Ales met Berry Gordy in 1960, and Gordy recruited him to join Motown as national sales and promotion manager. Ales helped establish the company's national sales and promotion operation as Motown expanded beyond Detroit and sought a wider audience for its recordings.

One of Ales's principal responsibilities was promoting Motown releases to record distributors, retailers, radio stations and programmers. His work helped the company's recordings reach audiences beyond the rhythm and blues market and contributed to Motown's success in the mainstream pop music market.

Motown was an unusual company in the American record industry of the period because it was a Black-owned business seeking to compete directly with larger, predominantly white-owned record companies. Ales later described the company's objective as being a general music company rather than an R&B or soul specialty label.
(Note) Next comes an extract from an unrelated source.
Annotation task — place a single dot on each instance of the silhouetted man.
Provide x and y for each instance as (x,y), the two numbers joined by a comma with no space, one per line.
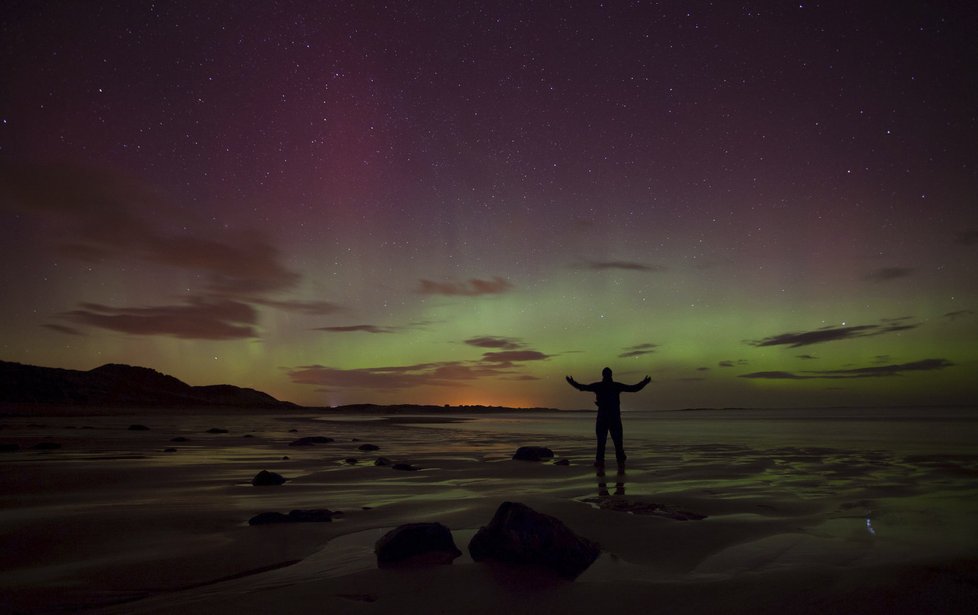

Music historian and Motown chronicler Adam White noted that Ales's race also gave him access and influence among radio programmers and disc jockeys during an era in which race affected relationships within the music business.

Ales was also credited as a songwriter on several Motown recordings. His credits included "Once Upon a Time" and "What's the Matter with You Baby", both recorded by Marvin Gaye and Mary Wells.

==Later career==

When Gordy moved Motown's headquarters from Detroit to Los Angeles in 1972, Ales left the company and remained in Detroit. He subsequently established the record label Prodigal. The venture was unsuccessful, and Ales returned to Motown in 1975.

After returning to Motown, Ales became executive vice president and subsequently served as president of the company. He left Motown again in 1979.

After his second departure from Motown, Ales worked with a number of record companies and music-industry figures. His later associations included Elton John's Rocket Records, Bob Guccione's Penthouse label, Norman Granz's Pablo Records, and George Clinton's company AEM.

==Death==

Ales died on April 17, 2020, at the age of 85.